Let $F$ be a continuous distribution function on $\mathbb{R}$, with its (generalized) inverse function $$F^{-1}(u) = \inf\{x: F(x) = u, 0 < u < 1\}$$ Prove the following statements:
a.) If $U$ is uniform random variable on $(0,1)$, then $F^{-1}(U)$ has distribution function $F$.
b.) If $X$ has distribution function $F$, then $F(X)$ is uniformly distributed on $(0,1)$.

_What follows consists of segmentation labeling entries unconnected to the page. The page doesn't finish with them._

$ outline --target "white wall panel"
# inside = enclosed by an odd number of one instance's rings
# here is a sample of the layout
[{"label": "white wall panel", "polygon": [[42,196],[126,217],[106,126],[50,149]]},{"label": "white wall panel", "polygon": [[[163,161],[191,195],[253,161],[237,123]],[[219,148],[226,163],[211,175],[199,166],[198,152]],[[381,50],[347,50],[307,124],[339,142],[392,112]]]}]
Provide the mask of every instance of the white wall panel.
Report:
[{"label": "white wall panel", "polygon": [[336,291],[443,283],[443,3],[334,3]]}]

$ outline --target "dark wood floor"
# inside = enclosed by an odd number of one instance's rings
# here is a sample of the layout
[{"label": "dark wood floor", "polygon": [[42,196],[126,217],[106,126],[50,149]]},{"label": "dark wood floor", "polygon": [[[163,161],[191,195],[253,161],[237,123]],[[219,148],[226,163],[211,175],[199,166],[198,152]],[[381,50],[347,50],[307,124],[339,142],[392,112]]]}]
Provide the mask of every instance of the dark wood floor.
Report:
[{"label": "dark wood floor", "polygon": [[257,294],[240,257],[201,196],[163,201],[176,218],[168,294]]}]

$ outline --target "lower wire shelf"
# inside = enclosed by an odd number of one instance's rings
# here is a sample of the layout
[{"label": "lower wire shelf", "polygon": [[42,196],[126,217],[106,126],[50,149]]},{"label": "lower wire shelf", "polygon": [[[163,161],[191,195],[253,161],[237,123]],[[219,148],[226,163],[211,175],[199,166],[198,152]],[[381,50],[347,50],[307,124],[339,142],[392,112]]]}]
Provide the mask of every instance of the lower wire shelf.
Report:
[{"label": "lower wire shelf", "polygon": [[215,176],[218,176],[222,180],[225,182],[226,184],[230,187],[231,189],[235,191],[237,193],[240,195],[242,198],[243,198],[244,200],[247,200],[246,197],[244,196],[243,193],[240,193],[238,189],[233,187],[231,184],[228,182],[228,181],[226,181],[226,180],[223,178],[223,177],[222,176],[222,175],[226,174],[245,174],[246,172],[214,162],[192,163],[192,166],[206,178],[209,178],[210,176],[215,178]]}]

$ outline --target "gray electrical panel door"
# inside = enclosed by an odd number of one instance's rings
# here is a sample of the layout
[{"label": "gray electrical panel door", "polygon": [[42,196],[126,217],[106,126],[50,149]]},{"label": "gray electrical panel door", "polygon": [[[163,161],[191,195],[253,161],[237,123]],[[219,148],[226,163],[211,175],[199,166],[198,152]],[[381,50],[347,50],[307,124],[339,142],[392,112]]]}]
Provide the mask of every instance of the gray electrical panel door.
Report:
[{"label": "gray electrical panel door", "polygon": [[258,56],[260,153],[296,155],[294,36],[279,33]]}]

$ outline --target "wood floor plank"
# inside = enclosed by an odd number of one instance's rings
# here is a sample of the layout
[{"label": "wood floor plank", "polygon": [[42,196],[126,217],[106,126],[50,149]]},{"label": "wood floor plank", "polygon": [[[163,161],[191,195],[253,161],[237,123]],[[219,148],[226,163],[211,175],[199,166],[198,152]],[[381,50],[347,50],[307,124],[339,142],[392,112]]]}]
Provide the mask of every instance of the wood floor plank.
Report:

I normally do not post a question without an attempted solution but I am a bit lost here, I don't really understand what is being asked to prove. Any suggestions or comments are greatly appreciated.
EDIT:
Attempted proof a.) Suppose $U\sim U(0,1)$, then
\begin{align*} \mathbb{P}(F^{-1}(U)\leq x) &= \mathbb{P}(U\leq F(x))\\ &= \int_{0}^{F(x)}du\\ &= F(x)\\ \end{align*} Not sure if this is correct or not but thats what I was thinking a.) wanted me to prove
The property in b) is called probability integral transform. The proof is relatively straightforward using the cdf method.
Let $X$ be continuous r.v. with cdf $F_{X}$, then $Y=F_{X}(X)\sim\mathcal{U}[0,1]$. In fact, $F_{Y}(y)=\mathbb{P}[F_{X}(X)\leq y]=\mathbb{P}[X\leq F_{X}^{-1}(y)]=F_{X}(F_{X}^{-1}(y))=y$.